Andy Richardson: 'There are no excuses left'

We knew this would happen.

Published

Back in April, those with even the merest interest in our shared history could see that a second wave would come. It did for Spanish Flu a century ago – we are on the same trajectory now. As we head into that unhappy scenario, we can also accurately predict a third.

Hospitals will soon be full. The death toll will rise. Some businesses may be told to stop trading. New measures will be introduced. It is scandalous, therefore, that the test and trace system we were promised has broken when we need it most.

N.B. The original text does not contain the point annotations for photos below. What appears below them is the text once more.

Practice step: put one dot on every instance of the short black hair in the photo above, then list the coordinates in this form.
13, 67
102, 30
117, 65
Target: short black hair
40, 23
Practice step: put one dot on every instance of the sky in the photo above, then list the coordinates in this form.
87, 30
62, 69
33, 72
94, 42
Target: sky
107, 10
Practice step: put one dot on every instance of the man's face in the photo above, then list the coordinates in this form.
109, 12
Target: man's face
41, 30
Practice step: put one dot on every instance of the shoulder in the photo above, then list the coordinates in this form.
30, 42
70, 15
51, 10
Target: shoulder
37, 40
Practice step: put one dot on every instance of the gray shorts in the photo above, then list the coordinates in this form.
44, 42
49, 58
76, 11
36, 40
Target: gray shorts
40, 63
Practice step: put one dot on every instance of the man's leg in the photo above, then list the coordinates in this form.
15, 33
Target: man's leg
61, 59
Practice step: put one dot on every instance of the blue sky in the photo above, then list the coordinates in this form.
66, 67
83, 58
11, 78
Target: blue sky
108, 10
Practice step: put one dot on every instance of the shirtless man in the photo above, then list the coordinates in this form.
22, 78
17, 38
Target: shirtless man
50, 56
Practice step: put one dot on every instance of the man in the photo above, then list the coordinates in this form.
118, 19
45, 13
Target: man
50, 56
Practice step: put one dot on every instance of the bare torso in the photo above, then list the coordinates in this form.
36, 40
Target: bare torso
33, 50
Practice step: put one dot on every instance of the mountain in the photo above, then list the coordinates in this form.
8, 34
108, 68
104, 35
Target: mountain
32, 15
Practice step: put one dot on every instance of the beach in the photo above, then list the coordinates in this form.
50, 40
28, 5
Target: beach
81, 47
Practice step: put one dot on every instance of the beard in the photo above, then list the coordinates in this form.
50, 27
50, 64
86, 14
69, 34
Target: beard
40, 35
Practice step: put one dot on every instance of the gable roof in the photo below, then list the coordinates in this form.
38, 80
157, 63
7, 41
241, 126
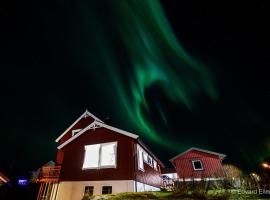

The Government was warned that this would happen and had months to prepare. There are no excuses left. The modus operandi of promising an ever-grander solution is shot through. People have stopped believing the false promises. Moonshots? Yeah, right.

Lockdown will accelerate, hospitals will fill and tests are floundering because the PhD students who carried them are back at university. Great. And we’re the sixth richest nation on earth and can afford to splash £900,000 on a paint job for the Prime Ministerial aeroplane.

Covid-19 isn’t the only failing. A powerful cross-party Public Accounts Committee says the Home Office has ‘no idea what it’s £400m-a-year immigration enforcement unit achieves. Nor is it prepared for Brexit. The committee says the Home Office has drawn up plans based on anecdote, assumption and prejudice, rather than evidence. It is failing to protect both the British public from illegal populations while also letting down legal migrants too. After Windrush, we appear to have learned nothing. The chair of the committee says it has frighteningly little grasp and has not learned from mistakes, though acknowledging how serious those are.

Across the pond, the crisis surrounding Donald Trump is growing. Former model Amy Dorris has accused the comb-over king of sexual assault. It’s unlikely to lead to any action, if previous episodes are a reliable indicator. We might reasonably ask, however, how many Trump accusers does it take for his supporters to care?

The wealthy have mostly been immune to the financial effects of Covid-19. The Queen, however, has not. Her land and property has lost a colossal £500 million in value as rent receipts from shops fall. The Estate is now only worth £13.4 billion.

As we head into the second wave, losses will escalate. The big question, however, is whether the goats of Llandudno will return?